Os trabalhadores também relataram terem sido ví­timas de violência fí­sica. Um dos trabalhadores que conseguiu escapar contou ao jornal Pioneiro que, apesar das circunstâncias de trabalho diferentes do prometido quando da contratação, tentou relevar, mas acabou decidindo gravar um ví­deo denunciando as condições. Após a gravação, foi violentamente agredido e ameaçado: Tomei cadeirada, spray de pimenta, estou com os dentes moles. Eu escutei eles falando que um carro estava vindo para levar para me matarem. O tempo dos escravos eu não vivi, acho que nem minha bisavó viveu. Hoje vai existir escravo de novo? Não vai. O que depender de mim, não vai, eu vou abrir minha boca, eu vou falar que tá errado , disse.

Problema se repete anualmente na colheita da uva

De acordo com o MTE, já foram feitas outras operações do mesmo tipo, neste ano, em Nova Roma do Sul, Caxias do Sul, Flores da Cunha e também em Bento Gonçalves. Dois locais que serviam como alojamentos foram interditados por apresentarem problemas de segurança em instalações elétricas, superlotação e questões de higiene. No total, foram vistoriadas 24 propriedades rurais nessas cidades e identificados 170 trabalhadores sem registro.

Ministério tem mesmo quadro de 25 anos atrás

A precarização vivida nos últimos anos pelo conjunto do serviço público também atinge o Ministério do Trabalho e Emprego, responsável pelas fiscalizações de combate ao trabalho análogo à escravidão, de forma que operações como a de Bento Gonçalves não dependam de fugas de trabalhadores. A situação no órgão é de grave falta de servidores e servidoras. Conforme o Sindicato Nacional dos Auditores Fiscais do Trabalho (Sinait), o último concurso foi realizado em 2013, com apenas 100 vagas, que não foram todas preenchidas até agora. Dessa forma, cerca de 40% do quadro está vago, com quase 1.500 vagas em aberto. Ainda conforme o Sinait, a carreira da Auditoria-Fiscal do Trabalho está operando no limite, com menos de 2 mil auditores em atividade, o mesmo quadro de 25 anos atrás. O ministro do Trabalho, Luiz Marinho, em reunião com o Sinait neste mês, disse que está buscando viabilizar a realização de um concurso o quanto antes, se possí­vel ainda neste ano.

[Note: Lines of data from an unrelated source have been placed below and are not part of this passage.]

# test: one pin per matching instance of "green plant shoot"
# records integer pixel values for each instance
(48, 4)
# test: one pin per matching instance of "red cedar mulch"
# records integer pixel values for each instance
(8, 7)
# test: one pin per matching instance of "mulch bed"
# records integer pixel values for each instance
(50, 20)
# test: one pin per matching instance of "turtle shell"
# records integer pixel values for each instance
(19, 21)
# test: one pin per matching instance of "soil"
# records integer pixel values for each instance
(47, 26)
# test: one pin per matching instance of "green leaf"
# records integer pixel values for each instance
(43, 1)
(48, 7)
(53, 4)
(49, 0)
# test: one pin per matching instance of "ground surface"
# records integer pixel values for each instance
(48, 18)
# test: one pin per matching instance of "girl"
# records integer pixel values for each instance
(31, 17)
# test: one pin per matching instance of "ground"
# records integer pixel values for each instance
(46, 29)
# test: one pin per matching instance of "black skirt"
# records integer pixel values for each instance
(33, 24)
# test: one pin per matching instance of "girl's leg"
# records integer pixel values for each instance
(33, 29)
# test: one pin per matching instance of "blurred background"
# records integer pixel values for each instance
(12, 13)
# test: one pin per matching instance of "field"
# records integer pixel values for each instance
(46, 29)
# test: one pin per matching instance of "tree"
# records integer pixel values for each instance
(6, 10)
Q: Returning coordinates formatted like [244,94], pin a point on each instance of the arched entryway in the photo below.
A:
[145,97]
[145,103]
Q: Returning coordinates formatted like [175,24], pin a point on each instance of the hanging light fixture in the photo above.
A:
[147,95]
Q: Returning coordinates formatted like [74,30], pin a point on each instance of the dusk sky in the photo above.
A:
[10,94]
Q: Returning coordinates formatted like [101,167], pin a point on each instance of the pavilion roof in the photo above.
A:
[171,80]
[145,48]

Parte do problema é oriundo da emenda constitucional (EC) 95/2016, do teto de gastos, que congela os gastos públicos por vinte anos. Tanto para a contratação de fiscais quanto para outros servidores e servidoras dos demais órgãos públicos, a EC 95 impede o suprimento de cargos vagos, prejudicando a qualidade dos mais diversos serviços públicos dos quais a população necessita, incluindo a fiscalização de direitos trabalhistas. Assim, a revogação da EC 95 é uma necessidade para que o serviço público seja fortalecido e passe a atender às necessidades da sociedade brasileira.

Resolução que ameaça varas trabalhistas precisa ser revogada

Muitos casos de exploração de trabalho análogo à escravidão acabam sendo enviados à Justiça do Trabalho, principalmente quando não há assinatura de termo de ajuste de conduta (TAC) ou seu cumprimento posterior. Essas situações reforçam a importância da presença da Justiça do Trabalho em todas as regiões, em especial no interior.

Nesse contexto, é necessário que seja definitivamente revogada a resolução 296/2021 do Conselho Superior da Justiça do Trabalho (CSJT). Essa resolução, suspensa até junho deste ano após pressão de servidores e comunidades, traz uma ameaça imediata a dezenas de varas trabalhistas em todo o paí­s, inclusive no Rio Grande do Sul. A resolução determina que os tribunais regionais realizem a adequação da jurisdição ou transferência de unidades judiciárias de primeiro grau que tenham apresentado distribuição processual inferior a 50% (cinquenta por cento) da média de casos novos por Vara do Trabalho do respectivo tribunal, no último triênio . Se aplicada, pode deixar sem acesso à Justiça do Trabalho justamente quem é mais vulnerável. As áreas mais afastadas e de cidades menores, com maiores áreas rurais, registram maior incidência de trabalho análogo à escravidão justamente por estarem mais afastadas dos grandes centros e da fiscalização, e o fechamento de varas trabalhistas pode agravar o problema.